ALMA (ESO/NAOJ/NRAO), Y. Cheng et al.; NRAO/AUI/NSF, S. Dagnello; NASA/ESA Hubble

Star cluster G286.21+0.17, a place of active star birth, might not have a lovely name, but it's sure beautiful in the eyes of telescopes.

The Atacama Large Millimeter/submillimeter Array (ALMA) radio telescope in Chile teamed up with the Hubble Space Telescope to create a mosaic of the star cluster that makes it look like a cosmic fireworks show full of purple streamers and sizzling stars.

The view of G286.21+0.17 gives us a glimpse of what the birthplace of our own sun might have looked like. "These clusters are the building blocks of galaxies, but their formation from dense molecular clouds is still largely a mystery," the National Radio Astronomy Observatory (NRAO) said in a release on Thursday.

"This illustrates how dynamic and chaotic the process of star birth is," said theoretical astrophysicist Jonathan Tan of Chalmers University in Sweden and the University of Virginia. "We see competing forces in action: gravity and turbulence from the cloud on one side, and stellar winds and radiation pressure from the young stars on the other." Tan is a co-author of a paper on the cluster published on Wednesday in The Astrophysical Journal.
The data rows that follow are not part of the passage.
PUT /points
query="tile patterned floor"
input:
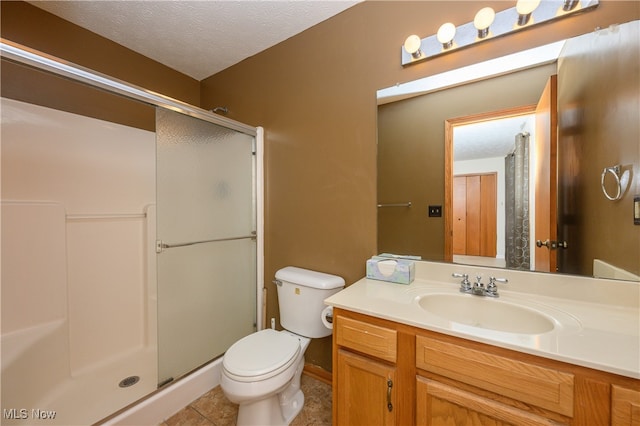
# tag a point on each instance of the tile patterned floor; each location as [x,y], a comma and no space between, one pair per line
[213,408]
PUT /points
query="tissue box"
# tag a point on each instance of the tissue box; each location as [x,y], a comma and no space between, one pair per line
[403,273]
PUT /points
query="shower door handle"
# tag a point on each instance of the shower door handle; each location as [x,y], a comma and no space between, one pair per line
[552,245]
[161,245]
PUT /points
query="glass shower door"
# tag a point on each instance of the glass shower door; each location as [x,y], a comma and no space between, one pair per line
[206,248]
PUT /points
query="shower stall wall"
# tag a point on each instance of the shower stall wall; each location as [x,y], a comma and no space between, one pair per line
[130,255]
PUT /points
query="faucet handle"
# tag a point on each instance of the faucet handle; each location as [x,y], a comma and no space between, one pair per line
[465,284]
[492,288]
[478,282]
[465,277]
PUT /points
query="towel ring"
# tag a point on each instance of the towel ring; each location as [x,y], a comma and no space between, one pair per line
[615,171]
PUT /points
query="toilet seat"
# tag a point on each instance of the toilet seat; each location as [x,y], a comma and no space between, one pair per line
[260,355]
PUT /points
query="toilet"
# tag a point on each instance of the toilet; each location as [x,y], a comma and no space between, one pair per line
[261,372]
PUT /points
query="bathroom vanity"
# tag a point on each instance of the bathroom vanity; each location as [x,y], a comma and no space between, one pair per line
[550,350]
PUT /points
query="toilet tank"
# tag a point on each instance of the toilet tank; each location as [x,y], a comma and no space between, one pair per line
[301,294]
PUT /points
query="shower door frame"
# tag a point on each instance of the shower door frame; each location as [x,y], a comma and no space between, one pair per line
[21,54]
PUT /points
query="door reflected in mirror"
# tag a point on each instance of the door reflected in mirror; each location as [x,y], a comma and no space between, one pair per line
[576,229]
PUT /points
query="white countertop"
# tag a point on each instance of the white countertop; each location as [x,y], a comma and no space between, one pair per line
[596,322]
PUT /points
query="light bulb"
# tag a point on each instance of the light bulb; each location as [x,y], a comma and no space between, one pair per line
[445,35]
[524,9]
[412,46]
[483,20]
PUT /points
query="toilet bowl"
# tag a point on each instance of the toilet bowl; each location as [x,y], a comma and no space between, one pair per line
[261,372]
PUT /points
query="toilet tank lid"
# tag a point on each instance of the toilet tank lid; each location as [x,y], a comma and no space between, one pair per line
[308,278]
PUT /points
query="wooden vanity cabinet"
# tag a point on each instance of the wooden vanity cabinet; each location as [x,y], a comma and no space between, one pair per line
[625,406]
[444,380]
[373,371]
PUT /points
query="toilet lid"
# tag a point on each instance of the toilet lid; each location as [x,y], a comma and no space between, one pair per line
[264,353]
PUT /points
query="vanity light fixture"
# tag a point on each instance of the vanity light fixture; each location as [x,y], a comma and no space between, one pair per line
[488,25]
[412,46]
[569,5]
[483,20]
[445,35]
[525,8]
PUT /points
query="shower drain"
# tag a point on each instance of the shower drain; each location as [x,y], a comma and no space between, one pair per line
[129,381]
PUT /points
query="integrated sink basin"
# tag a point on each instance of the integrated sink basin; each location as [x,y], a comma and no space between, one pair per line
[487,313]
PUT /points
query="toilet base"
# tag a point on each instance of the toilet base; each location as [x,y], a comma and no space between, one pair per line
[270,411]
[277,410]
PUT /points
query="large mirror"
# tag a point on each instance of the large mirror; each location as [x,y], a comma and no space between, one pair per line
[461,167]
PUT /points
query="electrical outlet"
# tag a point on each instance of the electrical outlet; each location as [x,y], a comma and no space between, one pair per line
[435,211]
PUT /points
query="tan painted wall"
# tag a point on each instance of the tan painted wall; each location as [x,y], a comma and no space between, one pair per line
[315,96]
[598,110]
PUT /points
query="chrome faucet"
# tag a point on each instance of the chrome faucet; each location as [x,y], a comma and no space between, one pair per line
[478,288]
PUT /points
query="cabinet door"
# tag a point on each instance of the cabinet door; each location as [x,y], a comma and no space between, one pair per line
[366,395]
[625,407]
[440,404]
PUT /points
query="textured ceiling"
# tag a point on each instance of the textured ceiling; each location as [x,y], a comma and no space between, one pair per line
[197,38]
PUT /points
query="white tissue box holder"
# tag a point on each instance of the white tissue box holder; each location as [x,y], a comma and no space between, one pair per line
[404,272]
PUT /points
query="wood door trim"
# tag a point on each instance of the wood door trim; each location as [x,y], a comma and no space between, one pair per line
[449,126]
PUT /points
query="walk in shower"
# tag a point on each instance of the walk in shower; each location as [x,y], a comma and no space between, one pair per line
[130,240]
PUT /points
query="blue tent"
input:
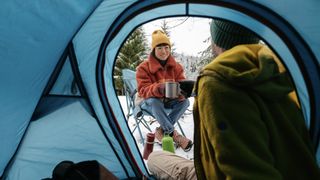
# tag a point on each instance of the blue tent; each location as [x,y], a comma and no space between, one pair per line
[57,97]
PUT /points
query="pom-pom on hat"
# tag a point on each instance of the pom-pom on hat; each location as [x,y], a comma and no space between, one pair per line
[226,34]
[159,37]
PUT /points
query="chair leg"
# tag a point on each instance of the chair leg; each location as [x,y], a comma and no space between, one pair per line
[139,129]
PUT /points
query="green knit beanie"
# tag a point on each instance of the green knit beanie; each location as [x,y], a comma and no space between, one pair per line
[226,34]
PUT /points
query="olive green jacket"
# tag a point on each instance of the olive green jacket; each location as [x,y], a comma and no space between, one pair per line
[246,125]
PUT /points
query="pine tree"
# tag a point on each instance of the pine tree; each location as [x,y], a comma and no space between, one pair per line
[131,54]
[165,28]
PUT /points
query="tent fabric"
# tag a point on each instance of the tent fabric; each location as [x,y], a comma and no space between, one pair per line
[68,133]
[34,35]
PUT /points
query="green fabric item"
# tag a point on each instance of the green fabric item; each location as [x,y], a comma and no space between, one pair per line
[246,126]
[226,34]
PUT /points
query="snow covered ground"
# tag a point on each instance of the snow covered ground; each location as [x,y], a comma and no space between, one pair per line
[186,123]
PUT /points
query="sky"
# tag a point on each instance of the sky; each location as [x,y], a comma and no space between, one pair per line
[187,33]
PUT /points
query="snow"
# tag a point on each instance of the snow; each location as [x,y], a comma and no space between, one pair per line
[186,123]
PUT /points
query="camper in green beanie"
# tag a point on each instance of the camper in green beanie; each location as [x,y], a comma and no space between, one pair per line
[247,120]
The colorful image is a composite of 750 ALMA radio observations and nine Hubble infrared images. ALMA's eyes are responsible for the purple, which highlights the cluster's molecular clouds, and Hubble provides the view of the glittering stars and dust glowing in shades of red and yellow.

Humans on Earth are pretty talented when it comes to making fireworks, but it's hard to top the kaleidoscopic wonders of the cosmos.